Front-woman Kathy Leisen remains the group’s main asset. While her voice is not wholly unusual, her choices are more intuitively keen than most. The keyboard-driven music perfectly suits her playful but poised girl-groupish trills and coos, allowing her to seamlessly wisp her way into your heart. The mood may tend towards the plaintive, but it’s so perfectly arranged and hook-filled as to be the kind of moodiness that makes you feel alive with emotion rather than slumped over and dejected. In both title and presentation, “I Don’t Want to Be Friends” is a classic minimal acoustic guitar/vocal weeper. It would leave you in tears if the delicately viral refrain didn’t just make you want to hear it again and again.
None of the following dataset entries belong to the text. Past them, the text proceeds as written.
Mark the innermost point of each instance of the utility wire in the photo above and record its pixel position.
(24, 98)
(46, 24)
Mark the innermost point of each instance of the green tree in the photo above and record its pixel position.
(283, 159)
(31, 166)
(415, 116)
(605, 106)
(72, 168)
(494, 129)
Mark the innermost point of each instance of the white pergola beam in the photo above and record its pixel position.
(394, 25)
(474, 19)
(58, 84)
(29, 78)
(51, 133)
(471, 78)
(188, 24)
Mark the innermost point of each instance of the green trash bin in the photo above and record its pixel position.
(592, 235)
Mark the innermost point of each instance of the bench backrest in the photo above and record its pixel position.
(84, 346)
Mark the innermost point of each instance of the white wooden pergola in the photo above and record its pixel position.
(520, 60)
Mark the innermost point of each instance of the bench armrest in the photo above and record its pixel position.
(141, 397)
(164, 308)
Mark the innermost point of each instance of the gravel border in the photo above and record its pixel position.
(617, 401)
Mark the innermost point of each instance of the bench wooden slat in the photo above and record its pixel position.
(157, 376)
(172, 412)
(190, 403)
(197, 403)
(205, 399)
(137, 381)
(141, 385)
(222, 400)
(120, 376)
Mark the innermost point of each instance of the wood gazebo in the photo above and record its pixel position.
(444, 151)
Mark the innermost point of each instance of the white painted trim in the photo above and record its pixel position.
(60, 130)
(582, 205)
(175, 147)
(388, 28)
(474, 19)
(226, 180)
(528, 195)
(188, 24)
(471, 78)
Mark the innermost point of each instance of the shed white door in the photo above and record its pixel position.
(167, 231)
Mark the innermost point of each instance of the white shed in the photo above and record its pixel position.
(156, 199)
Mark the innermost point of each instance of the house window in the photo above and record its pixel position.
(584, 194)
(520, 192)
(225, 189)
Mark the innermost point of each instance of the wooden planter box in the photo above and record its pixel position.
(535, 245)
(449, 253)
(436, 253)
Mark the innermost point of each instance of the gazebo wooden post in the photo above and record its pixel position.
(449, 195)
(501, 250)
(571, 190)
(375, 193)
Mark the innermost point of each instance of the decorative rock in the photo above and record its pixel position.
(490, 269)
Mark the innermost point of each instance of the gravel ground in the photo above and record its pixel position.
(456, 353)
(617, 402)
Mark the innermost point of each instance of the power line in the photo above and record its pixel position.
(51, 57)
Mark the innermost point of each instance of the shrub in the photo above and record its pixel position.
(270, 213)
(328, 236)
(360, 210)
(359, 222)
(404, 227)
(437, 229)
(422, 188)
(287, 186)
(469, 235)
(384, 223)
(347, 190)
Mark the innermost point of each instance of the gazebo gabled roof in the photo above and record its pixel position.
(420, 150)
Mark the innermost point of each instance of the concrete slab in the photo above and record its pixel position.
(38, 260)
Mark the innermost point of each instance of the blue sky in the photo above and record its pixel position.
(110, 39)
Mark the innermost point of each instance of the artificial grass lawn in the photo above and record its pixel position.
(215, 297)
The obvious single would be the title track, which exemplifies Leisen and company’s mastery of crushed-out, wistful pop bliss. That being said, it’s tempting to take exception with the song’s brevity. While I admire the group for their restraint, it seems “Fools” could’ve gone on a minute or two longer and not lost its essential piquancy. The warm, bass-driven drift of “Bangalore” exemplifies what I’m talking about, though it’s only three and a half minutes long. The two-minute instrumental outro gives the song a ripple effect, where “Fools” ends in a somewhat abbreviated fashion. I feel foolhardy in nitpicking with delicately magic moments like these, but it’s still too bad that there’s no six-minute meal like the previous album’s spellbinding highlight, “Let The Moon Get Into It.” “Huh” comes pretty damn close, though, with a final two minutes of trailing off and trilling that wraps the listener in drowsy abandon.
There’s no reason not to get this if you are a dream pop aficionado. Even if you’re not, this is a quietly essential, endearing listen for those who are a little worn out by over-ambitious, over-produced records that’re one or two songs strong. Fools, as heart-breakingly brief as it may be, is a winner from start to finish. It’s a testament to the potential greatness of the Kickstarter system that we got to hear this (before too long, it’ll be available as an LP), and it’d be a shame if it slipped any further under the radar than it already has.